The fun in being Bicoastal is the option to go back and forth.. always having the best of both words, never having to miss anything or anyone.
I moved to Colorado when I was 22 for a little under a year. I loved Colorado so fiercely. I made a lot of friends fast... adopted them from a good friend. I got a little internship that was really fun and met another fun crazy group of music lovers. One soul mate sister who I haven't seen now in over a year... it's hard when you leave a place because you can't go back. It will never stay how you left it.
I took this picture the moment I decided to move to Colorado... I had no other choice :)
The funny thing about life is that you are only one person in the big crazy game of life on this huge planet... you're moving and thinking and living and millions and billions of people are doing the same thing at the same time. You meet people and take parts of them with you forever. Yet you will never ever have the same exact experience again. You will have beautiful moments but they go by so fast. You'll never get the moments back. You will never get to stand still with every single person ever again.

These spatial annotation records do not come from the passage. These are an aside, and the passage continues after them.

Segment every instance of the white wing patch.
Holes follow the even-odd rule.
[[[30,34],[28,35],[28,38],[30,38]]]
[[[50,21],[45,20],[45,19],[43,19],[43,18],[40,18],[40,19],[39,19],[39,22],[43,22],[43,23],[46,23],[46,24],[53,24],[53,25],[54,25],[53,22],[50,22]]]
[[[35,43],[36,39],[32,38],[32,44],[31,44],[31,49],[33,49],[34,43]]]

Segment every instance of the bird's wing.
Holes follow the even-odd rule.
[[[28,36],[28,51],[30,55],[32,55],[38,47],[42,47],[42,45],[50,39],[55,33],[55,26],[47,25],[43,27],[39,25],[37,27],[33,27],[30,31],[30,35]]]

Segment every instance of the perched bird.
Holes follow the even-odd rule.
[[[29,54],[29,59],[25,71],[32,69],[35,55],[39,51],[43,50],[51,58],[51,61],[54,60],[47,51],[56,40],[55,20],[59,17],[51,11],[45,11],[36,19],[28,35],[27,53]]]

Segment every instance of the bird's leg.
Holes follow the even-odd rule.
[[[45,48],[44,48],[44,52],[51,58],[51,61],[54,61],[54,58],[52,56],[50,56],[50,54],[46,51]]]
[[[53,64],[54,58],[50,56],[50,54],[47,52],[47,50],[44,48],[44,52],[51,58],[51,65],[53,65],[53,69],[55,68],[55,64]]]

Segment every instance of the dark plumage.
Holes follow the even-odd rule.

It's beautiful to live and move and travel and meet people... but the sadness in it is that then you have to miss them. The thought of it takes me breath away.
Right now I feel my heart crushing me. I'm "home" but there is no such thing for me. I love being here in California, sitting on a bed I've slept in hundreds of nights... with my dog at my feet. Yet I miss my sister, 20 miles away. I miss my girlfriends because it's to late to wake them with silly thoughts or ask them to hold me while I sleep. I miss the lover who is no longer mine. Who still sleeps in my bed in my room with all of my things 3,000 miles away from here.
I miss you.
I'm having a hard time right now dealing with distance and the things that I have decided to do. I love that I've lived... but it's really hard to have to miss people. I guess it's good to have people that you love so much that hold a part of you. Appreciate every moment and hold on to it.